Dartmouth researchers have found that some proteins turn into liquid droplets on the way to becoming toxic solids implicated in neurodegenerative diseases and other genetic disorders.
The findings, along with a series of related studies by scientists at other institutions, appear in the journal Molecular Cell.
The Dartmouth researchers studied proteins that have a massive expansion of a single amino acid, glutamine, typically associated with toxic protein solids. For example, neurodegenerative-linked proteins such as those in Huntington’s disease have these amino acids, which makes the protein sticky. The researchers found that proteins like this undergo a transition into liquid droplets on the way to becoming toxic, fibrous solids. These liquid droplets are similar to the ones made when oil and vinegar are mixed to make salad dressing. The researchers suspect that cells use this liquid state for normal physiology, but under certain conditions the proteins transition again from liquid to toxic solids. These kinds of droplets have also been called “membrane-free” organelles because they lack a barrier and are highly dynamic unlike many organelles such as mitochondria or nuclei.
“We found that RNA, the molecule traditionally thought as the intermediate between DNA and protein, has a potent role in driving the formation of the liquid states,” says senior author Amy Gladfelter, an associate professor of biological sciences. “They can drive the formation of droplets and give distinct physical properties to the droplets, which we think is important for how they are spatially arranged and function in the cell. It’s exciting that this is an example of RNA encoding physical properties of these compartments or drops rather than just encoding proteins.”
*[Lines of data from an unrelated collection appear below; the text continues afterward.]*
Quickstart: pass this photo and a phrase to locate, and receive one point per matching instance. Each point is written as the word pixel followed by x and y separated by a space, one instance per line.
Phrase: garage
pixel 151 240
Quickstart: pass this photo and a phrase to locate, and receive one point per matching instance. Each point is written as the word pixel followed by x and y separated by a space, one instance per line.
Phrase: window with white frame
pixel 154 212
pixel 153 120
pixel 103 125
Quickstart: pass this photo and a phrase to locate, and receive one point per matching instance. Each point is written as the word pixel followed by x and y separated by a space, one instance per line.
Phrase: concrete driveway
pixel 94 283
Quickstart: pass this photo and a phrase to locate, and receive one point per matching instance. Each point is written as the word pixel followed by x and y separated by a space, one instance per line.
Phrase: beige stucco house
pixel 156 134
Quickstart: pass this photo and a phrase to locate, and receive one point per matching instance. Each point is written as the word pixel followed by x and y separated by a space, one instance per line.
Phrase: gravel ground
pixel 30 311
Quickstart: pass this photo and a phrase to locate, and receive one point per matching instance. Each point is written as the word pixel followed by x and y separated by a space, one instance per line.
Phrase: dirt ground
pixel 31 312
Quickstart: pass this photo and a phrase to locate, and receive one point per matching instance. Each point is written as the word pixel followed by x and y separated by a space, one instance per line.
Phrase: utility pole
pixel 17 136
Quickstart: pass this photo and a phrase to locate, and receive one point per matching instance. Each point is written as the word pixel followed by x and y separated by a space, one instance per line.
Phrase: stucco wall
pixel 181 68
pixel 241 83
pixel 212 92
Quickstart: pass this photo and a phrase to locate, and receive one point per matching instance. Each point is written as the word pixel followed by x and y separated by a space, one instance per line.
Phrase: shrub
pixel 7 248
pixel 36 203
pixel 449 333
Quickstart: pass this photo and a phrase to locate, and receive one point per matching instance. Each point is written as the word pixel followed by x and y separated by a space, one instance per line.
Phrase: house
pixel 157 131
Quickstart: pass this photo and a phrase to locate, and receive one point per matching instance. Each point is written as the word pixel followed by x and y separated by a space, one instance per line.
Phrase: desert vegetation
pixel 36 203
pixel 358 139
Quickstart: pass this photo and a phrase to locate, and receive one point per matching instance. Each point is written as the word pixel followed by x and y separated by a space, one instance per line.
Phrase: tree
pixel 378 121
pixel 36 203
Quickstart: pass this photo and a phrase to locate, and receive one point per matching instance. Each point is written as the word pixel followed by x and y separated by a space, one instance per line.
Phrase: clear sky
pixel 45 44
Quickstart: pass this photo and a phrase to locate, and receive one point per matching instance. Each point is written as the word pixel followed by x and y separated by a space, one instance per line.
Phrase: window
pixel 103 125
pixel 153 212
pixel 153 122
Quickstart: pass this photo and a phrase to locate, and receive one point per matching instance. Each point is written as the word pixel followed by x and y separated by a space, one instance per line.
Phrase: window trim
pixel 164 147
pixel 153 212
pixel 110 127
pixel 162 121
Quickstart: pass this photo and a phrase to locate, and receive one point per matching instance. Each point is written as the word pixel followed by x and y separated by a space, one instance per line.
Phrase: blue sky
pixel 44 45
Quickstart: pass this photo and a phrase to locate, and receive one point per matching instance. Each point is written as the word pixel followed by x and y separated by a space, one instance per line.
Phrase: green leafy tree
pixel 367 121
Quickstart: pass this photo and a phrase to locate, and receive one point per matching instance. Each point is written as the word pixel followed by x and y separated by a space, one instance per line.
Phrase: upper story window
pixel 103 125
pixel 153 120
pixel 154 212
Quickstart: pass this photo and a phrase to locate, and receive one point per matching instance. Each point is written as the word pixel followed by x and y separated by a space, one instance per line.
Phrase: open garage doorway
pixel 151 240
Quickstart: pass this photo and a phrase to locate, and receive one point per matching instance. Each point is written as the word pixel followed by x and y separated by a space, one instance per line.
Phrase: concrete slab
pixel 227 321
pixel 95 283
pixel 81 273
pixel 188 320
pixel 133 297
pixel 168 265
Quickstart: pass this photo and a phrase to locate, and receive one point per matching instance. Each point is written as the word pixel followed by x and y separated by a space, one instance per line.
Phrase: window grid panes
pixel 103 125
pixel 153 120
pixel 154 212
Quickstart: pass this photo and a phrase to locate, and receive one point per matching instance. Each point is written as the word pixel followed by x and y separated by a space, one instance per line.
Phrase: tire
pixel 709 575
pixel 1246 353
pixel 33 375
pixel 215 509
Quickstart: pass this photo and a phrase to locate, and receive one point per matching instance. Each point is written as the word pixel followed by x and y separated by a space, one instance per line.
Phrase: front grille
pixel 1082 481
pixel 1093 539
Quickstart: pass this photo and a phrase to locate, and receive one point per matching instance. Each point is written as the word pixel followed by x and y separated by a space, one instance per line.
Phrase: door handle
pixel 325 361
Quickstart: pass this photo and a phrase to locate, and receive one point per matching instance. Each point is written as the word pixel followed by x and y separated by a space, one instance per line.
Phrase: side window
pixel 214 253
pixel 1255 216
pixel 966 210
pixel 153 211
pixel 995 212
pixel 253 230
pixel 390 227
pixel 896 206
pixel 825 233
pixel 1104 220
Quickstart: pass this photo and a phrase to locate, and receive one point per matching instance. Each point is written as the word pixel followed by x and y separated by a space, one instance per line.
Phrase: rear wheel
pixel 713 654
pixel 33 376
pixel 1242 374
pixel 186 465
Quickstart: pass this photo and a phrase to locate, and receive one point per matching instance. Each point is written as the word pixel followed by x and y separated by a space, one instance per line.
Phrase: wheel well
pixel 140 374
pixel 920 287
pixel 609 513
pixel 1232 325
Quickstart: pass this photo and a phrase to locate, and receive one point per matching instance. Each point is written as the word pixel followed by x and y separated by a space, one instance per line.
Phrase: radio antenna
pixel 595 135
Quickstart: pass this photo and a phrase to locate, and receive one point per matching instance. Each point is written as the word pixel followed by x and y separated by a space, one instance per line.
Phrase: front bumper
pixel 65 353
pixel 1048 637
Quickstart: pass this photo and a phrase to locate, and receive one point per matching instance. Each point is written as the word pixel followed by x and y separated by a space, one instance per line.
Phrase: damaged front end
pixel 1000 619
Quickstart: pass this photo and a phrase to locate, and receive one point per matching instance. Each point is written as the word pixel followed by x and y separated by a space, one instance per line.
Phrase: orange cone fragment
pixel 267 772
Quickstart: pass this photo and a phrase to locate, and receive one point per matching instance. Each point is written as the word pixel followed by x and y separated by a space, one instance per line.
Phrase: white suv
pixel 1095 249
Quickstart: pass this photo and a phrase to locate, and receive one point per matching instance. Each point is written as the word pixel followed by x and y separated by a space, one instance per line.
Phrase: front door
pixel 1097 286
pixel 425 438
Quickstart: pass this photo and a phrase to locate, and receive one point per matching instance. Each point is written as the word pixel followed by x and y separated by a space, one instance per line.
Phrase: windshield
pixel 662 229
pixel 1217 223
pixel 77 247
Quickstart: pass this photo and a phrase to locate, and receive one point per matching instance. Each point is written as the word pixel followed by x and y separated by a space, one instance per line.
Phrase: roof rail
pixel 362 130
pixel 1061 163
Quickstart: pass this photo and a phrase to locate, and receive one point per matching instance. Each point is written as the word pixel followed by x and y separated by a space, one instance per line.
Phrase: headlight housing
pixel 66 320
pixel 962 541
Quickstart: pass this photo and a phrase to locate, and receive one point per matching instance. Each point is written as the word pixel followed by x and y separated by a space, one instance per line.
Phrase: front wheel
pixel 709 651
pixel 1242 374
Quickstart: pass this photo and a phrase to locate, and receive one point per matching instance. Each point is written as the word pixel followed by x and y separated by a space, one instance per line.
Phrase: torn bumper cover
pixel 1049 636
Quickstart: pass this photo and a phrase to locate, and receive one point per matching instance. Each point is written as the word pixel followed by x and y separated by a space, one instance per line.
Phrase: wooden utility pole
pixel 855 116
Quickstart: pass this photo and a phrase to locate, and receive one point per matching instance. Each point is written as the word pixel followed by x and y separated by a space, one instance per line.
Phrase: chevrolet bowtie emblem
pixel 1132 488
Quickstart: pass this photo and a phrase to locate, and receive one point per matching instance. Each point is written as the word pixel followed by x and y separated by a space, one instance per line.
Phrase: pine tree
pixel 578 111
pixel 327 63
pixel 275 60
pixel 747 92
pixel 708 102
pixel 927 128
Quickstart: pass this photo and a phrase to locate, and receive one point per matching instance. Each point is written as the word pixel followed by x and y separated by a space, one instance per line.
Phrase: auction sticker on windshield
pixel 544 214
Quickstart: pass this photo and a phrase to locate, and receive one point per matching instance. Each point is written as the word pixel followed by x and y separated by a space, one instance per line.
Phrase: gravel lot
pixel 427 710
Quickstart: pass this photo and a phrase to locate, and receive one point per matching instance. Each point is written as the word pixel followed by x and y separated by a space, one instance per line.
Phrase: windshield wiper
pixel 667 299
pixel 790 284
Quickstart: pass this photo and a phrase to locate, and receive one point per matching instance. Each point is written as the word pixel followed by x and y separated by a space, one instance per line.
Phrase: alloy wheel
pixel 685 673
The results are important because the human genome is filled with proteins that have similar sequences and almost all understanding of these proteins so far has focused on pathological states.
“Our work, along with the other recent papers, find a form of these proteins that is relevant to normal cell function and yet takes advantage of the very sequences that are linked to diseases for their normal functions,” Gladfelter says. “This type of mechanistic understanding of the protein’s normal function is critical for understanding and treating a myriad of diseases linked to protein aggregation.”